PRIX DECOUVERTE 2003 :
L'ultime voyage pour Lampedusa, Dominique GIANINO

 

Eté  1993
Pendant que la guerre fait rage en Yougoslavie, en Afghanistan, que la terreur s'installe en Algérie et que le Moyen-Orient se trouble de plus en plus, sur Lampedusa la Blanche, île italienne perdue au large de la Tunisie, l'ennui s'enracine autant que les passions s'exacerbent. C'est là que vit Catarina, coincée entre un époux désabusé et alcoolique et une belle-mère acariâtre. C'est aussi là que vit depuis toujours, Gino, le fossoyeur de l'île qui recueille avec dévotion les corps des marins naufragés et anonymes. Le présent s'étire mollement sous un soleil implacable et à l'ombre d'un passé dont vendetta, omerta et guérilla clanique ont fait le ciment de l'île et de ses habitants.
Un jour de tempête, la mer enragée ramène sur l'île les vestiges d'un passé qui portera un coup fatal à ce monde crépusculaire.

Après quelques années de théâtre amateur et une licence de Lettres Modernes, Dominique Gianino entre comme contrôleur aux PTT, publie dans diverses revues quelques articles, poèmes et nouvelles et obtient quelques prix et mentions dans divers concours, passe une maîtrise sur L'homme qui rit de Victor Hugo, un DEA et un doctorat de littérature sur le Thème du masque dans la littéraure romantique avant de s'orienter vers l'histoire où elle prépare une licence puis une maîtrise sur la voyance au dix-neuvième siècle et un DEA sur les fêtes du second empire. Aimant la littérature et la musique, la peinture et la poèsie, le théâtre et l'opéra, l'histoire et le fantastique, elle tente de réunir ces diverses passions dans les thèmes de ses romans, pièces ou nouvelles.

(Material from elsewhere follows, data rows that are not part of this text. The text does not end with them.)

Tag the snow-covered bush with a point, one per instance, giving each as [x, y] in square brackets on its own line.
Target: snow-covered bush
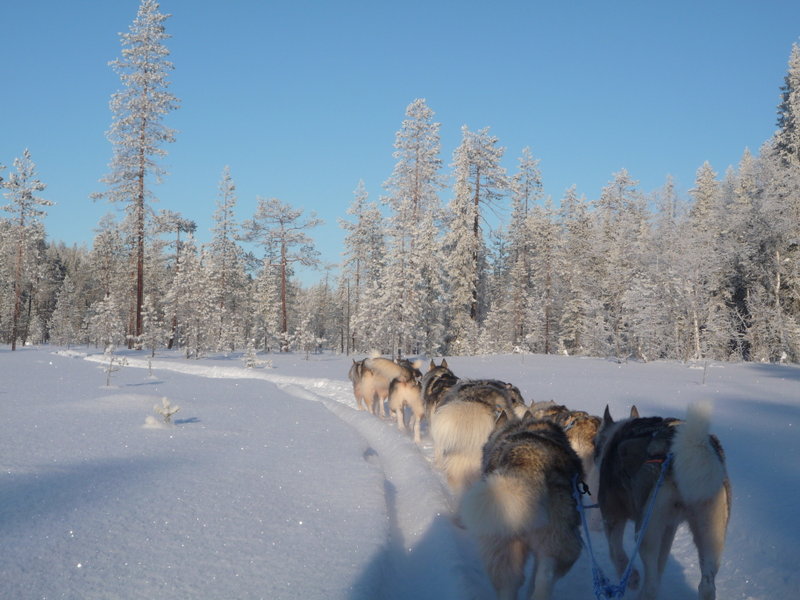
[166, 410]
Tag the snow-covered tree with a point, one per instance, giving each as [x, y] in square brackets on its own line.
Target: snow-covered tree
[106, 324]
[67, 317]
[621, 223]
[25, 208]
[281, 230]
[480, 183]
[154, 330]
[526, 191]
[580, 305]
[227, 268]
[787, 137]
[138, 132]
[364, 256]
[412, 282]
[188, 302]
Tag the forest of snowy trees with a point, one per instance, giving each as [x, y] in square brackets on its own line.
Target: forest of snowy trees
[460, 257]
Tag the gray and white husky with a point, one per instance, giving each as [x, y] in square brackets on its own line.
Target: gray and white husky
[629, 458]
[523, 505]
[462, 422]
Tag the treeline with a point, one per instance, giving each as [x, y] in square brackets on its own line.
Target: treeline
[628, 274]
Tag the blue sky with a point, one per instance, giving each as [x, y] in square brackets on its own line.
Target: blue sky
[303, 99]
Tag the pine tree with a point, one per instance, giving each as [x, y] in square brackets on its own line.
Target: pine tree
[137, 132]
[65, 323]
[24, 207]
[575, 248]
[280, 230]
[621, 227]
[154, 331]
[364, 257]
[480, 183]
[526, 191]
[788, 135]
[227, 267]
[412, 281]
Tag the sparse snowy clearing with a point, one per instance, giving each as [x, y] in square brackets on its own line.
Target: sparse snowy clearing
[269, 484]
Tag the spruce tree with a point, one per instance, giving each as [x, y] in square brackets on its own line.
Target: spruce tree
[412, 280]
[480, 183]
[788, 135]
[25, 209]
[281, 230]
[138, 133]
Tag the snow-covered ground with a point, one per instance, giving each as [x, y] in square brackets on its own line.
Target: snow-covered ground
[271, 485]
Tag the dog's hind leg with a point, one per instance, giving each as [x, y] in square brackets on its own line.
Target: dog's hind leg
[666, 546]
[544, 577]
[615, 530]
[505, 563]
[708, 522]
[655, 546]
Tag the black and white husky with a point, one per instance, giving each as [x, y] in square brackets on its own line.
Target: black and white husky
[629, 457]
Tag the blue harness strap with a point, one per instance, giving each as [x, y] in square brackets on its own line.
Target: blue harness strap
[603, 588]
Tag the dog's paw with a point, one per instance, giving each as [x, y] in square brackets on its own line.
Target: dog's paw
[633, 582]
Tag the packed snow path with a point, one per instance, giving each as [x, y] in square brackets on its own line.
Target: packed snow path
[271, 485]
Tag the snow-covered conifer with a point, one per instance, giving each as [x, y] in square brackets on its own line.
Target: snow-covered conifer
[138, 133]
[25, 207]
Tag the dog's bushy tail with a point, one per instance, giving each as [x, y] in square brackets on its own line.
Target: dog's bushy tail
[503, 505]
[698, 468]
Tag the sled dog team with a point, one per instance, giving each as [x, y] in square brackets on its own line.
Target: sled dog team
[515, 468]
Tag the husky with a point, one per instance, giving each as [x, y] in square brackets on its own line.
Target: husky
[463, 421]
[580, 427]
[369, 388]
[523, 505]
[629, 456]
[435, 383]
[407, 393]
[372, 377]
[401, 369]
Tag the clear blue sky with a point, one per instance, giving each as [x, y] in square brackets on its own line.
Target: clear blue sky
[303, 99]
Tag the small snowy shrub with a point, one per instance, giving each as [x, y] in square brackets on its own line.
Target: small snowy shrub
[166, 410]
[115, 363]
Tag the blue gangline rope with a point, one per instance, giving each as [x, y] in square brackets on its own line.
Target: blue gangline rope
[603, 588]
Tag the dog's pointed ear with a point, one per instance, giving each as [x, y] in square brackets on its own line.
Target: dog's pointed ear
[501, 419]
[607, 420]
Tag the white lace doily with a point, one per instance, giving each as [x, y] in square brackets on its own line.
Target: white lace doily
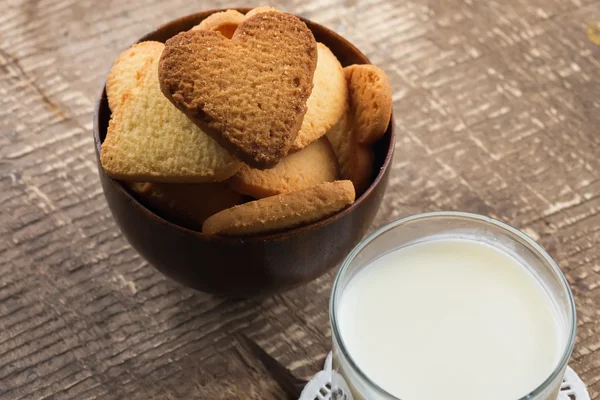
[319, 387]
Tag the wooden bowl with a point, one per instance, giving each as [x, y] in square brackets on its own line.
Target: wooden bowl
[245, 266]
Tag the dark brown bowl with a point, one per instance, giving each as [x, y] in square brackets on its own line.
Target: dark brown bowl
[245, 266]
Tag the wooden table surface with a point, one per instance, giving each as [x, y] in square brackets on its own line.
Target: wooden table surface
[498, 111]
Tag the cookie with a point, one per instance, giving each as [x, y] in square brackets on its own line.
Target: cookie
[123, 75]
[249, 93]
[149, 140]
[284, 211]
[225, 22]
[186, 204]
[355, 160]
[370, 97]
[327, 102]
[310, 166]
[259, 10]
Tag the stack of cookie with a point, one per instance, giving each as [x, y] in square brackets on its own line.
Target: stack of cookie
[243, 125]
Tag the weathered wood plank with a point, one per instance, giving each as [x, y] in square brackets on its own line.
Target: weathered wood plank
[498, 112]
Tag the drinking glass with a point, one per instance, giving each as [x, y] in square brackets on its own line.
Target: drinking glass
[348, 375]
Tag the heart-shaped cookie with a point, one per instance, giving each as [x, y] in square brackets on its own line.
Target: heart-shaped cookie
[249, 92]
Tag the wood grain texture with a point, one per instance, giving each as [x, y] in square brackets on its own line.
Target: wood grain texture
[497, 111]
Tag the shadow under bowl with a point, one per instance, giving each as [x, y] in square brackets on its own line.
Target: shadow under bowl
[245, 266]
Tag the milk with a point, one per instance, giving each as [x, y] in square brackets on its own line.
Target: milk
[419, 320]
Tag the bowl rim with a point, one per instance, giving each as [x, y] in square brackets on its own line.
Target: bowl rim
[255, 238]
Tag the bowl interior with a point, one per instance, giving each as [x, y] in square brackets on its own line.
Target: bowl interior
[344, 51]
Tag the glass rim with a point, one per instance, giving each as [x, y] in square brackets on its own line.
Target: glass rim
[337, 337]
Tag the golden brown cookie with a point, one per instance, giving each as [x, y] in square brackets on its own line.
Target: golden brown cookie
[327, 102]
[124, 73]
[186, 204]
[250, 92]
[284, 211]
[310, 166]
[370, 97]
[259, 10]
[149, 140]
[355, 160]
[225, 22]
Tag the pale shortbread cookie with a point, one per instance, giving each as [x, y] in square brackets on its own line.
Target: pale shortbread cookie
[249, 93]
[284, 211]
[354, 159]
[149, 140]
[314, 164]
[370, 97]
[225, 22]
[124, 73]
[186, 204]
[327, 102]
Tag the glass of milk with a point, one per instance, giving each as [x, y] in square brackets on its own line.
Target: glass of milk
[451, 306]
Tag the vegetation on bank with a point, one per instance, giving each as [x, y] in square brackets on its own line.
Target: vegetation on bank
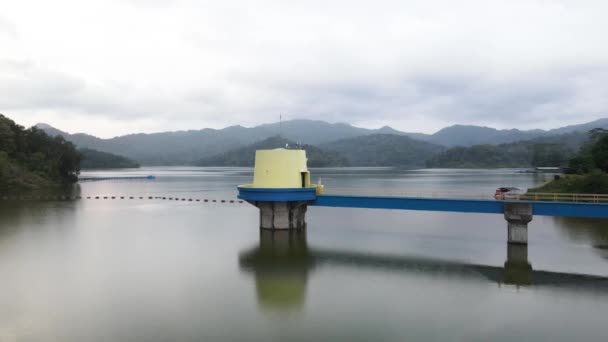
[29, 158]
[587, 172]
[92, 159]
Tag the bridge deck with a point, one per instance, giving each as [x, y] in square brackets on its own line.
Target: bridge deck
[487, 206]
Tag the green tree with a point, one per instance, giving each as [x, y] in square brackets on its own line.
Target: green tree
[599, 153]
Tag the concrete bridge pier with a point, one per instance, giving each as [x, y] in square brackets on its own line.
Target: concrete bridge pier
[517, 270]
[518, 215]
[282, 215]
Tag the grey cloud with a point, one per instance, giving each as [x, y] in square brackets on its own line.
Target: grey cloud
[7, 28]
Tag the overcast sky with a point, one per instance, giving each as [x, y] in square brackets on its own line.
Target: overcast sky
[120, 66]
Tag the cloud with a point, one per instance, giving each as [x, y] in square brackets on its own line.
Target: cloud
[417, 65]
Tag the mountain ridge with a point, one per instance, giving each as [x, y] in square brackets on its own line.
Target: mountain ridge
[186, 147]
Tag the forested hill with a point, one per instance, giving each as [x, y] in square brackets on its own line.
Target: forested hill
[245, 156]
[186, 147]
[547, 151]
[384, 150]
[92, 159]
[29, 158]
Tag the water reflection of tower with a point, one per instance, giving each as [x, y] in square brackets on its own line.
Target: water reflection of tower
[280, 264]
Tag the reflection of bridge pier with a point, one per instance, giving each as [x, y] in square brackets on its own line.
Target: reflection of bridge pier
[280, 264]
[283, 262]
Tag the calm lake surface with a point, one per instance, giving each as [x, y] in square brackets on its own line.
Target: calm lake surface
[154, 270]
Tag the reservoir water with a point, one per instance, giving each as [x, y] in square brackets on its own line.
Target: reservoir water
[159, 270]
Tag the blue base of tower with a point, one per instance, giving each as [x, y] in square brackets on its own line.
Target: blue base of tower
[277, 194]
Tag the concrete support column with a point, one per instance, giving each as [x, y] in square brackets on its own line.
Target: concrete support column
[282, 215]
[518, 215]
[518, 270]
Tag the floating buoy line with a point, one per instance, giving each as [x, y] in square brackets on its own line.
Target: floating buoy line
[108, 197]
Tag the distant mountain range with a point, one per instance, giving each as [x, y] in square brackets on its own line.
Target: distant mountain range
[245, 156]
[190, 147]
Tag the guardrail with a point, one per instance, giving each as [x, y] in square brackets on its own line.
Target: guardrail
[530, 196]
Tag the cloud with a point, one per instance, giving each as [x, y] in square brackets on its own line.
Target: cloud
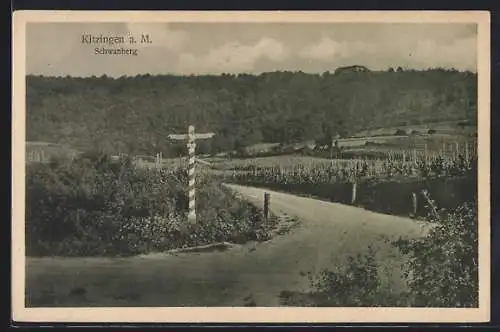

Prix de vente : 9,15 euros. Dans tous les bureaux de poste et auprès du Foyer de Cachan.

Extrait

 

 

PRIX DECOUVERTE 2002 :
... des fruits déguisés, Michel CHASTAING

 

Denis Couderc a perdu sa mère au début de la guerre de 39/40. Son père, facteur à Paris le place comme pensionnaire au Foyer des PTT à l'automne 42.
Agé de onze ans, dans cet univers clos, Denis fera son apprentissage de la vie dans le contexte très particulier du Foyer et de l'occupation.
Il se lie très vite d'amitié avec un plus grand que lui, brillant élève qui le protègera. Jacques Servillat est interne et sort toutes les semaines. Il confie à Denis qu'il a des activités secrètes mais ne peut pas lui donner de précision, question de vie ou de mort...
Né après la guerre, Michel Chastaing, designer de profession, est l'auteur de nombreux poèmes et nouvelles. Cet ouvrage est son premier roman.
Dessiner et écrire sont deux verbes qu'il conjugue en parallèle ; il se plaît à dire qu'il utilise les mêmes outils dans les deux cas, non pas le crayon et la gomme comme on pourrait le croire, mais la mémoire et l'invention.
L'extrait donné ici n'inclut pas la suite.